|Trophy: Secrets of the Kuna|
Some ethnologists believe that the Kuna are descendants of an ancient and powerful race of people who ruled the region for centuries before vanishing overnight.
Components of the MysteryEdit
Ancient bridges like this mark the trail used hundreds of years ago by the Kuna's ancestors for trade with what is now Colombia and Mexico.
The Kuna Death Mask is found as a Treasure in "You Ain't Seen Nothing Yet". Immediately after taking a photo of the rope bridge, drop off the edge over the river. There will be a series of handholds leading off to the left. Follow these to the end, where you will find the treasure glinting.

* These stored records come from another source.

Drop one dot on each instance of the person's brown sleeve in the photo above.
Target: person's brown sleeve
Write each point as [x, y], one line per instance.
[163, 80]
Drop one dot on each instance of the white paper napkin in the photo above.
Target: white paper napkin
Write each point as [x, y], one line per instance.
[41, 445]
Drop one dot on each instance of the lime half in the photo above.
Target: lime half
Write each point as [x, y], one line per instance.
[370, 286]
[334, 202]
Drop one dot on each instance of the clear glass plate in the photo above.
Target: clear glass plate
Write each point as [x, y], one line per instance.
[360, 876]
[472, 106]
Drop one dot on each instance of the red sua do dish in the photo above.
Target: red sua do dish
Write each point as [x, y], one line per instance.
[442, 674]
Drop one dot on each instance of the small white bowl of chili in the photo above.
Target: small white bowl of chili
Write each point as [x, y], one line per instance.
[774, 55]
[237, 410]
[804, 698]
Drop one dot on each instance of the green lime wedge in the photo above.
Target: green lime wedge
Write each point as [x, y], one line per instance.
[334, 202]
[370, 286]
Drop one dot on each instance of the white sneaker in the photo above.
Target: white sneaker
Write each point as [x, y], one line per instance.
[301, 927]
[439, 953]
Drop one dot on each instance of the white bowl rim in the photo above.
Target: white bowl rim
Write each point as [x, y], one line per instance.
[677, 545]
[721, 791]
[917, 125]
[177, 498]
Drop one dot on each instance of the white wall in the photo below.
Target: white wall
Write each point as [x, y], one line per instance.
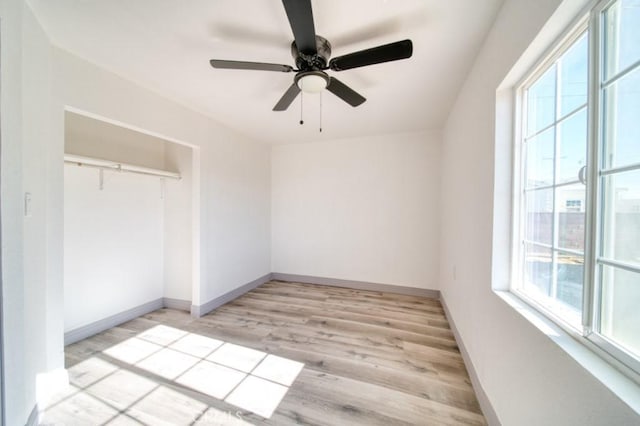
[528, 379]
[178, 224]
[38, 82]
[31, 278]
[113, 244]
[362, 209]
[233, 200]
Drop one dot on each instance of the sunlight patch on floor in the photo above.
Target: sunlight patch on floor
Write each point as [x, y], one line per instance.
[146, 371]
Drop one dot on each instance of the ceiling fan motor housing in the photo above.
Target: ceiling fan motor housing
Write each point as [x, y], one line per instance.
[315, 60]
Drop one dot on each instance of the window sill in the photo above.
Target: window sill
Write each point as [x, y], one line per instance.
[578, 348]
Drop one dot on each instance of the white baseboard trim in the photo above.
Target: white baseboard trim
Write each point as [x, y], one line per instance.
[357, 285]
[96, 327]
[34, 417]
[179, 304]
[485, 405]
[200, 310]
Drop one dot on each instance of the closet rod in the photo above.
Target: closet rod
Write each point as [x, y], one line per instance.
[120, 167]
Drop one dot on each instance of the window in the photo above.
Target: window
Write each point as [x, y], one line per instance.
[578, 180]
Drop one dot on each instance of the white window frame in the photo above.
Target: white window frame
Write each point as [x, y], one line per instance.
[588, 336]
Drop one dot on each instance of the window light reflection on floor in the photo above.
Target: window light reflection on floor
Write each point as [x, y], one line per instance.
[246, 378]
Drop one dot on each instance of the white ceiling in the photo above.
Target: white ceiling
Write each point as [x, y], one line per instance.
[165, 45]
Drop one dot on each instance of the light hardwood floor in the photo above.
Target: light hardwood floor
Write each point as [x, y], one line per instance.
[369, 358]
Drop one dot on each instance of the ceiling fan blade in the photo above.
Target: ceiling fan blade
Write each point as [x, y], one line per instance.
[242, 65]
[376, 55]
[344, 92]
[301, 20]
[287, 98]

The sixteenth-century Kuna's mythology evolved from their ancestors' much earlier pantheon of gods. Imtaysoyunna, protector of trade routes, is closely related to the ancient god Natucohuatli, god of commerce.
Imtaysoyunna is a carcoal rubbing and puzzle found in "You Ain't Seen Nothing Yet". Completing this puzzle is story-related, and to do so you must take a Charcoal Rubbing from each of the pillars by the rope bridge, before assembling the rubbings to make an image.

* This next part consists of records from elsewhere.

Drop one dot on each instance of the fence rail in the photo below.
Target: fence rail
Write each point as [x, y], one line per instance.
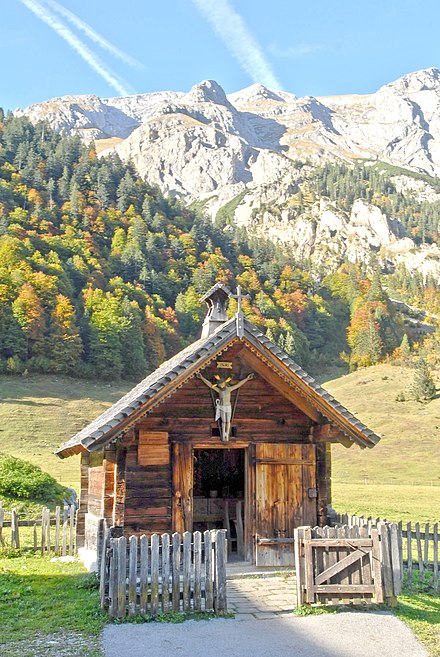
[51, 532]
[341, 565]
[149, 576]
[419, 549]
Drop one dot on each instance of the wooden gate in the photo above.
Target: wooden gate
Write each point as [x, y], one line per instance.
[347, 564]
[285, 498]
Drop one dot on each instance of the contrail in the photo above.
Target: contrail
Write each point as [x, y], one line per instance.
[233, 31]
[92, 60]
[92, 34]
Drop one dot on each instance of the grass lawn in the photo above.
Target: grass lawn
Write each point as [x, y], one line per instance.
[400, 477]
[49, 609]
[39, 412]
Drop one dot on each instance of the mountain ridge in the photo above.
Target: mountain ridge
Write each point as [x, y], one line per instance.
[210, 147]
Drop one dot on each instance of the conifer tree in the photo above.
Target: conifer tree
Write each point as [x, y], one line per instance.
[423, 388]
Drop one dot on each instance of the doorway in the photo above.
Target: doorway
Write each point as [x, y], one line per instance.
[219, 485]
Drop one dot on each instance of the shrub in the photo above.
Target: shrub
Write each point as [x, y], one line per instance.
[22, 479]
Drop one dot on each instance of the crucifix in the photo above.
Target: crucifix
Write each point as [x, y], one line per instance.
[223, 406]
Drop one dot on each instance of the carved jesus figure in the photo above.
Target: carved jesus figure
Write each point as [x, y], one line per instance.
[223, 406]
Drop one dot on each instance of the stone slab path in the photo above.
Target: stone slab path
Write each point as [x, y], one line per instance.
[261, 597]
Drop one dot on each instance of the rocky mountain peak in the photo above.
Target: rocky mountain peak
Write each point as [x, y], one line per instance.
[207, 91]
[424, 80]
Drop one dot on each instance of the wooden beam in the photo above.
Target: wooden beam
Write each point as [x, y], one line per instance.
[279, 384]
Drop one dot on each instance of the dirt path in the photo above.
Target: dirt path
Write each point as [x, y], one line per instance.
[349, 634]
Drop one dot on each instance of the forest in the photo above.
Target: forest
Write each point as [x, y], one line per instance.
[101, 275]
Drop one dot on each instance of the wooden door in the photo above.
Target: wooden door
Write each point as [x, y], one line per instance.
[182, 487]
[285, 498]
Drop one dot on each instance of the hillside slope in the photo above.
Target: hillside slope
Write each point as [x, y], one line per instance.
[399, 478]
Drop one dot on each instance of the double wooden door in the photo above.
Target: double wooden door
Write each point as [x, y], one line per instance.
[285, 498]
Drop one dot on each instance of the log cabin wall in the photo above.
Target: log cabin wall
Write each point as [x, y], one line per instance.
[157, 493]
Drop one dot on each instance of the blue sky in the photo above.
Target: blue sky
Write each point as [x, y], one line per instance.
[313, 48]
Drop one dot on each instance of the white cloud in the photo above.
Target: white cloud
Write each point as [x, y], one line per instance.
[92, 34]
[92, 60]
[294, 52]
[233, 31]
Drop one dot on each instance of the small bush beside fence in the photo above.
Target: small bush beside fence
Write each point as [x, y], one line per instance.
[53, 531]
[163, 574]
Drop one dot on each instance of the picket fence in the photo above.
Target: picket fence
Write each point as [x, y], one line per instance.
[51, 532]
[420, 546]
[160, 574]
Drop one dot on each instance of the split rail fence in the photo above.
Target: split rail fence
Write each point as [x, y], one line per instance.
[343, 565]
[160, 574]
[50, 532]
[419, 549]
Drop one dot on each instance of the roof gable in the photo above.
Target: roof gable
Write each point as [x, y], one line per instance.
[173, 373]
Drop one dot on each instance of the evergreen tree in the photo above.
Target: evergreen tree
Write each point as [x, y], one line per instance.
[423, 387]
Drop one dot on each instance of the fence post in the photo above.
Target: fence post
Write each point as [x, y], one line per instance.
[2, 519]
[220, 602]
[409, 553]
[103, 566]
[186, 571]
[113, 578]
[122, 576]
[176, 571]
[165, 571]
[435, 573]
[132, 577]
[387, 573]
[209, 571]
[15, 535]
[154, 574]
[197, 571]
[143, 574]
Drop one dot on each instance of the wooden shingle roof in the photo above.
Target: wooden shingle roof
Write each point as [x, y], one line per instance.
[175, 371]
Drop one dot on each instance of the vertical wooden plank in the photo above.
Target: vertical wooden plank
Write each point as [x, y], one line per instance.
[308, 565]
[43, 530]
[419, 550]
[197, 571]
[209, 571]
[435, 567]
[395, 557]
[387, 573]
[71, 528]
[65, 520]
[376, 566]
[409, 553]
[176, 571]
[220, 602]
[132, 576]
[122, 576]
[143, 575]
[154, 574]
[15, 532]
[186, 571]
[48, 529]
[400, 543]
[298, 534]
[426, 546]
[57, 529]
[2, 519]
[165, 571]
[113, 578]
[103, 573]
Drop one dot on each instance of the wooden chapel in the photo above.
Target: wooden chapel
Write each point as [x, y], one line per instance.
[228, 427]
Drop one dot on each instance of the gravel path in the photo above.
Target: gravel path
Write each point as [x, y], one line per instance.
[348, 634]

A pictoglyph wall depictig Olocupinele creating the sacred mountain of Takarkuna.
Olocupinele Pictoglyphs is a photo found in "You Ain't Seen Nothing Yet".
A nuchus, or figurine, of Yomosakotet. Similar to the ancient goddess Tecatohuatli, this Kuna god was the patron of artists and singers.
Yomosakotet is found as a Treasure in "No Prison Tats".
A sixteenth-century version of Mahuaquiotex, the ancient god of war, Takwichunna was the Kuna's god of weapons and bloodshed.
Takwichunna is a photo found in "No Prison Tats".
Related to the ancient god Cuozicaltl, the sixteenth-century Kuna made offerings to Tayikwa when someone died.
Tayikwa is a Charcoal Rubbing found in "No Prison Tats".
A pictoglyph wall depicting Ibeogun bestowing on the Kuna the gifts of speech, picture-writing and the knowledge of wood-carving.
Ibeogun Pictoglyps is a photo taken in "No Prison Tats".
2000 year-old Jade axes like this one, found throughout the Caribbean, can be traced to the ancient Jade mines of Central America, offering the Kuna a vast network of travel and trade.
The Kuna Axe is found as a Treasure in "My Grandfather's Sanctuary".
A nuchus, or figurine, represents the Kuna idea of purba, a spiritual continuum that joins all living things whether plant, animal or human.
The Animal Nuchus is found as a Treasure in Chapter 13: "My Granfather's Sanctuary".
Handed down through generations, serpent goblets like this were used by Kuna neles, of shamen, when attempting to converse with ancestor spirits.
The Goblet of Teochicatol is found as a Treasure in "My Grandfather's Sanctuary".